“Green Tea with Milk and Sugar: When Japan Filled America’s Tea Cups” by Robert Hellyer

Green with Milk and Sugar: When Japan Filled America’s Tea Cups, Robert Hellyer (Columbia University Press, October 2021)

Green Tea with Milk and Sugar is, at least at first, a perplexing title: the green teas I grew up with and came to know from China and Japan were taken hot and without any additives. Then again, I consume a fair amount of matcha latte, and if the menus of the local bubble tea shops are anything to go by, adding milk and sugar is quite commonplace, and not restricted to the black teas of British traditions imagined from novels. Historian and author Robert Hellyer has a personal connection to this history of green tea drinking in the US, as both his grandmothers kept green tea for nicer occasions, and a grandfather was actually involved in importing teas from Japan.

Hellyer outlines the development of tea as a commodity and cash crop in Japan, against the backdrop of civil unrest between the shogunate and imperial supporters in the 19th century. Green tea began to be consumed in the US during the early 1800s; the historian has no explanation for the development of this trend. Tea varieties such as hyson, bohea, and gunpowder were of higher value than black teas of the time. The tea mainly came from China at first, however with the collapse of the shogunate in Japan, tea appeared to be a valuable commodity to farm. To increase the market outside of Japan, Chinese tea experts were brought in to process the Japan tea in ways that the export market was accustomed to, with respect to flavor and color. Hellyer juxtaposes the American Reconstruction period and subsequent growth of anti-Chinese propaganda, with more detailed illustration of the development of Japan after their civil war. Ironically, methods of processing tea for export came from China; however, as anti-Chinese sentiment rose, this background was downplayed, and Japanese tea was touted as superior: less adulterated.

 

… beginning in the early 1860s most Japanese teas were refined using Chinese practices, which included the addition of coloring agents. If price and distinction from Chinese varieties were not factors, why did US consumers choose Japan Tea over established types of Chinese teas? Prejudice against Chinese teas seems to have been the biggest factor.

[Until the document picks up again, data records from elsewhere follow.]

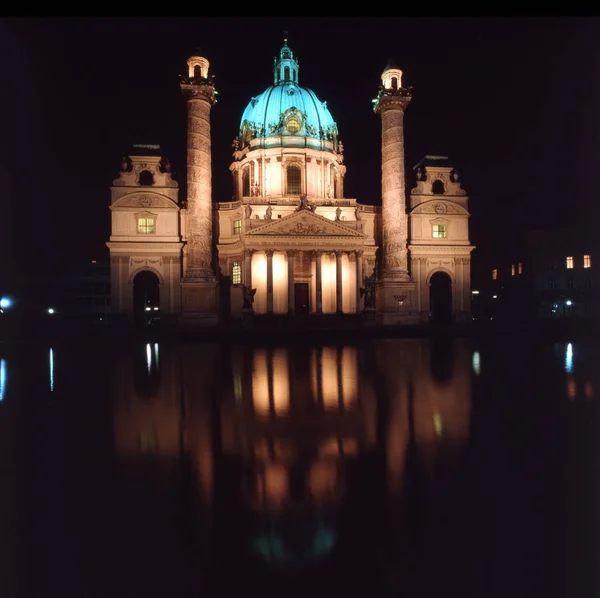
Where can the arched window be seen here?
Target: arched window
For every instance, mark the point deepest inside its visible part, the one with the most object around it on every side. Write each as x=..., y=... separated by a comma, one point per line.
x=246, y=135
x=236, y=273
x=293, y=124
x=246, y=182
x=294, y=179
x=438, y=188
x=146, y=178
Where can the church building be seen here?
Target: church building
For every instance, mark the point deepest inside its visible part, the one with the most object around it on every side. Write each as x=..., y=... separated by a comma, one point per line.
x=289, y=241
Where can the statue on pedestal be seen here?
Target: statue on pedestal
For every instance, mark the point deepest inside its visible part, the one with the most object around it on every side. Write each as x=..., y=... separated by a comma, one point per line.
x=368, y=291
x=248, y=294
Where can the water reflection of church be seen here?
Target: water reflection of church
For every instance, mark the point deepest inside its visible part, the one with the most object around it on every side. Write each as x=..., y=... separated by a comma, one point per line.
x=278, y=429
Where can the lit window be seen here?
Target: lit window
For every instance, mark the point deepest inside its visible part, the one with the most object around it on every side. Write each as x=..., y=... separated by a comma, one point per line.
x=439, y=231
x=293, y=179
x=145, y=225
x=569, y=262
x=236, y=273
x=246, y=182
x=293, y=124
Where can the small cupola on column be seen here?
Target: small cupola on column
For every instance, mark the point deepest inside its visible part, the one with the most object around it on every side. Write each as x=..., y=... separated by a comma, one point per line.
x=286, y=67
x=391, y=78
x=198, y=67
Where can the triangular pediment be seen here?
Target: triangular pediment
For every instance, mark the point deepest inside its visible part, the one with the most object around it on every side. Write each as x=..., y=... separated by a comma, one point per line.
x=306, y=223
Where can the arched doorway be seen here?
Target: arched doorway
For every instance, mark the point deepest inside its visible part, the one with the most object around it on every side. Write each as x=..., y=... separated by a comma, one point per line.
x=440, y=298
x=146, y=297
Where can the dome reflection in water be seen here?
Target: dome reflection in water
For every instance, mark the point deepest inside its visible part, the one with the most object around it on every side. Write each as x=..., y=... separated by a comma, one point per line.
x=293, y=456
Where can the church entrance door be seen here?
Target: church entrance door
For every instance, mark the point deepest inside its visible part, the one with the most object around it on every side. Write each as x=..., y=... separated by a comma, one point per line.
x=440, y=297
x=301, y=298
x=146, y=298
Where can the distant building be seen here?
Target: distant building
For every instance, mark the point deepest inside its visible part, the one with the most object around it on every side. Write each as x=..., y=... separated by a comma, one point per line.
x=289, y=241
x=87, y=293
x=547, y=274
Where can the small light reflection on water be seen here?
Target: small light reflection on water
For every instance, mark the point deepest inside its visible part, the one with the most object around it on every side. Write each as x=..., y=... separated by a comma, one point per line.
x=149, y=357
x=3, y=378
x=476, y=363
x=569, y=358
x=51, y=368
x=571, y=388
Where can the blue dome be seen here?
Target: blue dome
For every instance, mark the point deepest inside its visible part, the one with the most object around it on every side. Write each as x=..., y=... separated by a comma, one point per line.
x=287, y=109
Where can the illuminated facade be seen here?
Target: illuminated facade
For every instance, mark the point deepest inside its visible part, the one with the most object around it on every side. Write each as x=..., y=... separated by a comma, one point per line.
x=289, y=232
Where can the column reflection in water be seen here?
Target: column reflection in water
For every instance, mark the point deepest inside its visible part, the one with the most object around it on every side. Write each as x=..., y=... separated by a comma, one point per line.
x=428, y=388
x=293, y=451
x=334, y=377
x=51, y=368
x=3, y=378
x=162, y=409
x=270, y=382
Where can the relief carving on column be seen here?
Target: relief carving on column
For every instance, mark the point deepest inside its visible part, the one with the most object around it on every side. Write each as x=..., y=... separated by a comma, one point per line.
x=394, y=215
x=199, y=181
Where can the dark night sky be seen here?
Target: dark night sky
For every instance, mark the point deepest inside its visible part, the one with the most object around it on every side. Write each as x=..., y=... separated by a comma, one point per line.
x=512, y=101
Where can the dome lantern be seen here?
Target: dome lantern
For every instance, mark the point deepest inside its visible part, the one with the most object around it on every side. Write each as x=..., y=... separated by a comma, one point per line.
x=286, y=67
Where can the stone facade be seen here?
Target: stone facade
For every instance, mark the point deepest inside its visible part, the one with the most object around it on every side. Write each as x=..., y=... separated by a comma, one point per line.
x=145, y=233
x=439, y=236
x=289, y=241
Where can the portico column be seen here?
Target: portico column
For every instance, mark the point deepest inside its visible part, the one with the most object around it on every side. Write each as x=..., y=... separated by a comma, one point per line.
x=359, y=282
x=319, y=292
x=248, y=267
x=269, y=254
x=338, y=281
x=290, y=255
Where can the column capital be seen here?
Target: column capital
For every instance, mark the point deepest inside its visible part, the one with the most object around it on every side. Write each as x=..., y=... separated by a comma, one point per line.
x=200, y=91
x=392, y=100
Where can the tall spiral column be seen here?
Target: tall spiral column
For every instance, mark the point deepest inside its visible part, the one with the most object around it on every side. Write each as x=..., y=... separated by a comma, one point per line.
x=199, y=282
x=391, y=104
x=395, y=289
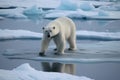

Writing in the 1880s, Joseph Walsh, a Philadelphia tea merchant, concluded that the rapid increase in demand for Japan Tea emerged because the “first receipts were of the choicest kinds, and [because there was] the strong prejudice then existing against Chinese green teas under the impression that coloring matter was used extensively in the preparation of all green teas.”  … He gave Japanese producers the benefit of the doubt, asserting that their coloring agents were harmless and “only used in the preparation of poor teas, for the purpose of making these inferior sorts salable and pleasing to the eye.” In other words, Japanese producers used coloring agents to meet American preferences, but Chinese sought to hoodwink tea drinkers into purchasing teas of substandard quality.

 

Contemporary accounts of tea processing sound Dickensian with respect to labor practices. By one estimate, 70% of workers were women.

Writing in 1883, a British merchant described how the volume of refining at Yokohama’s factories overwhelmed one’s senses:

 

During the season, we have daily experience of the aroma issuing form the open windows of the tea-firing godowns, of the troops of tea-firing men, women and children who clatter past our windows at an unearthly hour in the morning, and who make day hideous with their noise, singing and crying. Probably most of us have also been inside these godowns and seen these women at work, stirring the tea in iron pans with unceasing vigour and song, only interrupted by the occasional shouts of the overlookers or by the motherly attentions required by the children slung on their backs of tugging at their skirts.

 

Over time, black tea began to be advertised more heavily, and as a result did become more popular in the early twentieth century. Promotion of black teas relied on racist tropes of the time.

 

Advertisements appearing throughout the United State began to employ the specter of the dirty coolie in an effort to convince Americans to purchase India and Ceylon black teas. In Chicago, an advertisement for the Monsoon brand asserted that Ceylon and India black teas were the result of “civilized labor and intelligence”, which brought “greater perfection.” It boasted that “there can be no question as to the result when civilized man’s intelligence, backed by capital, is placed in competition with the pauper and Coolie labor of China and Japan.” Other advertisements stressed the superior methods of British-run plantations in Ceylon and India, producing teas, such as those sold under the Blue Cross brand, which were “carefully prepared under white supervision–China and Japan teas are not.”

 

As a result, the Japan Central Tea Association strove to promote the health benefits particularly in sencha, denoting research demonstrating high levels of vitamin C, as well as suggesting that it prevented contagious diseases, including cholera. Although current research does not show high levels of vitamin C in green tea, the current craze for matcha as a health beverage echoes in that earlier marketing scheme. Robert Hellyer is meticulous in describing the relevant history of both the US and Japan of these periods, and most history buffs would enjoy his exploration of the period, through the lens of tea.


Kristen Yee is an American writer of Chinese and Portuguese-Jamaican descent.